Combined use of Paracoccidioides brasiliensis recombinant 27-kilodalton and purified 87-kilodalton antigens in an enzyme-linked immunosorbent assay for serodiagnosis of paracoccidioidomycosis

Abstract

The diagnosis of paracoccidioidomycosis (PCM) has relied on the identification of the host's humoral response by using a variety of immunological methods, such as complement fixation and immunodiffusion. Although these approaches are useful, historically their sensitivity and specificity have often been compromised by the use of complex mixtures of undefined antigens.

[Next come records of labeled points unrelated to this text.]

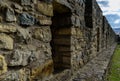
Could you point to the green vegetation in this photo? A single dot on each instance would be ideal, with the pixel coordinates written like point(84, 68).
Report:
point(114, 74)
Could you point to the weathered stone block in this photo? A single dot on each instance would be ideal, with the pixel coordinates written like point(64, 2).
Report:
point(19, 75)
point(3, 65)
point(26, 19)
point(45, 21)
point(10, 16)
point(42, 71)
point(22, 34)
point(6, 42)
point(44, 8)
point(20, 57)
point(43, 34)
point(7, 28)
point(25, 2)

The use of combinations of purified, well-characterized antigens appears preferable and may yield optimum results. Accordingly an indirect enzyme-linked immunosorbent assay (ELISA) using combinations of the previously described 27-kDa recombinant antigen and the 87-kDa heat shock protein were used for diagnosis and follow-up of patients with PCM. A total of 37 patients classified according to their clinical presentations (7 with the acute or subacute form of the disease, 22 with the chronic form of the disease, and 8 with the chronic unifocal form) were studied. Eighteen of these patients were also evaluated at every follow-up appointment. Forty serum samples from patients with other diseases and 50 serum samples from healthy individuals were also studied. Detection of anti-27-kDa and anti-87-kDa antibodies in sera of patients with PCM by ELISA using a combination of the two purified proteins showed a sensitivity of 92% with a specificity of 88% in comparison with normal human sera and 90% in comparison with the heterologous sera. These results demonstrated a significant increase in sensitivity and specificity compared to results when the antigens were used separately. Thus, the use of combinations of well-defined antigens appears to offer clear advantages over the use of single antigens when diagnosing PCM.

FIG. 1.

Indirect ELISA for the detection of anti-27- and anti-87-kDa antibodies in sera from patients with PCM or other diseases and healthy controls from areas of endemicity. The groups studied are indicated by numbers as follows: 1, PCM, pretreatment sera (n = 37); 2, normal human serum (n = 50); 3, histoplasmosis (n = 10); 4, aspergillosis (n = 10); 5, cryptococcosis (n = 10); 6, tuberculosis (n = 10). (a) Antibody reactivity against recombinant purified 27-kDa antigen (0.125 μg/well). (b) Antibody reactivity against purified 87-kDa hsp (0.125 μg/well). (c) Antibody reactivity against combined purified 27- (0.125 μg/well) and 87-kDa (0.06 μg/well) proteins. (d) Antibody reactivity against combined purified 27- (0.06 μg/well) and 87-kDa (0.125 μg/well) proteins. The dotted lines represent the ELISA cutoff points. O.D., optical density.

FIG. 2.

Findings at follow-up for six patients with the acute form of PCM by indirect ELISA. ⧫, antibody reactivity against purified 27-kDa antigen (0.125 μg/well); ▪, antibody reactivity against purified 87-kDa hsp (0.125 μg/well); ▴, antibody reactivity against combined purified 27- (0.125 μg/well) and 87-kDa (0.06 μg/well) proteins; ×, antibody reactivity against combined purified 27- (0.06 μg/well) and 87-kDa (0.125 μg/well) proteins.

FIG. 3.

Findings at follow-up for four patients with the chronic unifocal form of PCM by indirect ELISA. ⧫, antibody reactivity against purified 27-kDa antigen (0.125 μg/well); ▪, antibody reactivity against purified 87-kDa hsp (0.125 μg/well); ▴, antibody reactivity against combined purified 27- (0.125 μg/well) and 87-kDa (0.06 μg/well) proteins; ×, antibody reactivity against combined purified 27- (0.06 μg/well) and 87-kDa (0.125 μg/well) proteins.

FIG. 4.

Findings at follow-up for eight patients with the chronic multifocal form of PCM by indirect ELISA. ⧫, antibody reactivity against purified 27-kDa antigen (0.125 μg/well); ▪, antibody reactivity against purified 87-kDa hsp (0.125 μg/well); ▴, antibody reactivity against combined purified 27- (0.125 μg/well) and 87-kDa (0.06 μg/well) proteins; ×, antibody reactivity against combined purified 27- (0.06 μg/well) and 87-kDa (0.125 μg/well) proteins.